Checking for understanding

Once learners understand the model, explaining the properties of a metal is something most students find relatively straightforward.

Metals have high melting points because of the strong electrostatic forces of attraction between the positively charged metal ions and the delocalised electrons. At A-level, you can extend this understanding to explain trends in melting points down group 1 or across period 3. Students can also investigate the different ways the atoms in a metal can pack closely by making physical models using spheres, such as marbles. Encourage learners to evaluate these models to stimulate discussions about the difficulty of developing models for bonding. Unlike spherical balls, atoms and ions do not have clearly defined boundaries so how realistic is the model?

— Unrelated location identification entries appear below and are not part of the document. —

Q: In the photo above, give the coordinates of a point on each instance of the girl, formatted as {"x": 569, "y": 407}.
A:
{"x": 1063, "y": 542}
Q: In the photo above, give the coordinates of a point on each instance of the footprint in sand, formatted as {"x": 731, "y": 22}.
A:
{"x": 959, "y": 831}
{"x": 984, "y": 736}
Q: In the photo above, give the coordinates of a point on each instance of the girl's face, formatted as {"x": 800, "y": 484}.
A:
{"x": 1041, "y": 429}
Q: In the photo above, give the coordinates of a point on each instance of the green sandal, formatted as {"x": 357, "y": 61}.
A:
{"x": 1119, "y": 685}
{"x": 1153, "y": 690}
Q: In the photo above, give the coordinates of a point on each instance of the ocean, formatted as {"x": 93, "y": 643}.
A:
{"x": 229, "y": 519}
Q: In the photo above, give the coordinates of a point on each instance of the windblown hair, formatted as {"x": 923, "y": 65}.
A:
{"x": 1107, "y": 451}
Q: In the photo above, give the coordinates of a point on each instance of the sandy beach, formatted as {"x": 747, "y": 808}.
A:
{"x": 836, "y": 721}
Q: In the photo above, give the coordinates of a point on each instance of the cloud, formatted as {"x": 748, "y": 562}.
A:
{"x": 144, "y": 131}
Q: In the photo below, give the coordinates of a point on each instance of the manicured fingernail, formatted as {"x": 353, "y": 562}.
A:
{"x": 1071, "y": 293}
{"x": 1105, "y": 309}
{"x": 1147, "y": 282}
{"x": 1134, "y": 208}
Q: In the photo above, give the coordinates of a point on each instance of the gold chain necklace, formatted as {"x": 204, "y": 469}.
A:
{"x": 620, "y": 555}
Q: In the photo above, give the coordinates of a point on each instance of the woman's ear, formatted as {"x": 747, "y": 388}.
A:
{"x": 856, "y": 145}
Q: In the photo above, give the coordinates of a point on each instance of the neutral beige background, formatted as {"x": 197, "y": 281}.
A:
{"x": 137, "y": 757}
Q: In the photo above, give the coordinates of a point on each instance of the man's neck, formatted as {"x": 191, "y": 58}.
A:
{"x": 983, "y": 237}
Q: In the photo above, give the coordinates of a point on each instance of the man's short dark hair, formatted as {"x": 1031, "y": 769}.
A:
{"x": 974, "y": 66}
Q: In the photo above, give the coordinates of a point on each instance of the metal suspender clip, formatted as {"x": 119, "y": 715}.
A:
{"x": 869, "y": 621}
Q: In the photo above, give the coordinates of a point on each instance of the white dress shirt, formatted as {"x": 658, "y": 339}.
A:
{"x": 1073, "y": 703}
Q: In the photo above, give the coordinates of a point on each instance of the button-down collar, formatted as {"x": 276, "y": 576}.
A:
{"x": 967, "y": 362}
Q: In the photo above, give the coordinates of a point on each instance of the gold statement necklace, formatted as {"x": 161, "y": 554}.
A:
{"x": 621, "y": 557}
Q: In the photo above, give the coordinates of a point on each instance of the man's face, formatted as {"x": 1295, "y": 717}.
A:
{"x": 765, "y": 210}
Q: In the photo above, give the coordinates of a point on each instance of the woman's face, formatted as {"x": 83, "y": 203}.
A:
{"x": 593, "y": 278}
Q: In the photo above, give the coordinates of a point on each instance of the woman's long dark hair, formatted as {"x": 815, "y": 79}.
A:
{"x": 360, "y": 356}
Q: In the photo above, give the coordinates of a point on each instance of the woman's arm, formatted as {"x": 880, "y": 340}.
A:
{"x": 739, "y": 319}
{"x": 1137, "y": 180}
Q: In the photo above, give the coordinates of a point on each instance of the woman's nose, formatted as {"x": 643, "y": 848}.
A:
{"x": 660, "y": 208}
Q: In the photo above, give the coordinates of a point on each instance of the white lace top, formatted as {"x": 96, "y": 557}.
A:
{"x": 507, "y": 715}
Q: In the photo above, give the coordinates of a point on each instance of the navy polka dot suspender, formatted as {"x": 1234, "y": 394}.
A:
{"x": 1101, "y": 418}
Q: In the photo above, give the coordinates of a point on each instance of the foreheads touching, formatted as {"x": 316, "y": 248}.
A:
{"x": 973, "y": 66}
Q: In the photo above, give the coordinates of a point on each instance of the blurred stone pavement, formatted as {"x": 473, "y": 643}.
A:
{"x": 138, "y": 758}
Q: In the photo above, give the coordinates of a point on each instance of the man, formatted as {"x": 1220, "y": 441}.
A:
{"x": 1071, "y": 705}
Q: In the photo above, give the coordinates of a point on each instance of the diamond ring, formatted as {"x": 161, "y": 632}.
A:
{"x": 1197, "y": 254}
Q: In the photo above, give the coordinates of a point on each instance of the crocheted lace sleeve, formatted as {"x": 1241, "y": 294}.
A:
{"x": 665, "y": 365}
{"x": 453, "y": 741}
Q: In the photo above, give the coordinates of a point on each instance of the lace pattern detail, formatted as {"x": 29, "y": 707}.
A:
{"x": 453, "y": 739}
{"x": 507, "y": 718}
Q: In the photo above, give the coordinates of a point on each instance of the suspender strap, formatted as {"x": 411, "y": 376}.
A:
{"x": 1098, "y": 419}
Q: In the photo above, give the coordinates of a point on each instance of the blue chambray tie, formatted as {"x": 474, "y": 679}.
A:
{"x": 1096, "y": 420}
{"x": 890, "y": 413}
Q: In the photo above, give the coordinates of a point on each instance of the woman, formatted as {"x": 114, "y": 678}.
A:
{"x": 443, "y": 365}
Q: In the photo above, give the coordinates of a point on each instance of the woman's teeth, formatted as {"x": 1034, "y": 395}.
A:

To students, the bonding in a metal can look very similar to the bonding in an ionic compound. Both consist of a lattice of charged particles held together by electrostatic forces of attraction, yet metals are malleable and ionic salts are brittle. Ask students to compare the two structures and explain these differences in properties.

Ideas for your classroom 

Tackle misconceptions by discussing the limitations of the model we use to describe bonding in a metal. Make links between different types of bonding (ionic, covalent, metallic) by focussing on the electrostatic forces involved. Take care to compare the bonding in a metal to that in an ionic compound to avoid learners confusing ionic and metallic bonding diagrams.